Financial Distress Among SMEs
New research from Begbies Traynor, the UK’s leading independent business recovery practice was published this week. The headline is the a 25% rise in businesses reporting significant financial distress. This is the biggest annual increase since 2014.
Put into numbers, this is 329,834 UK companies who report “Significant” financial distress at the end of Q2 2017. Compared to the same period in 2016 it is a 25% increase, up from 263,517.
The businesses who report increased distress are split among various sectors, however real estate, construction and those who depend on consumer spending appear the most under pressure.
Ric Traynor, Executive Chairman of Begbies Traynor, commented:
“Our Red Flag research shows that a recent loss of momentum in the economy is putting increased financial pressure on UK businesses, with SMEs bearing the brunt of this rising distress, as businesses contend with uncertainty over Brexit negotiations and an inconclusive election result, alongside rising costs”
The Red Flag report goes into some depth however the headline figures make scary reading.
Julie Palmer, a partner at Begbies Traynor said:
“In the UK’s consumer-facing industries, weak real wage growth and rising levels of personal debt continue to put a strain on the retail, bars, restaurants and leisure sectors, where many businesses have been reluctant to fully pass on the inflationary impact of the weakened pound and higher staff costs from the National Living Wage, for fear of losing customers on price in an increasingly competitive marketplace”
A Multitude of Pressures
Much of the report is nothing particularly surprising.
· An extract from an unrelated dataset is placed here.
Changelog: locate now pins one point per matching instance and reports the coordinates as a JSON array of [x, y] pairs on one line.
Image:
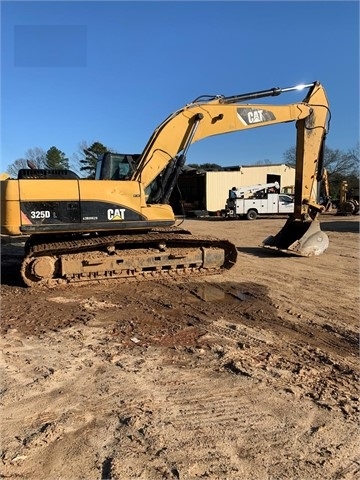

The numbers and the trend is hugely unfavourable, however the sentiment can hardly be considered a shock. As always, uncertainty remains a huge risk in itself.
The danger for many SMEs is that they carry notoriously small levels of reserves. Their cash reserves are small and any downturn has a larger impact on the smaller business as a result.
If there is one message that comes through from this report it is that the external environment cannot be influenced but the need for reserves to see you through a period of pressure is as important as ever.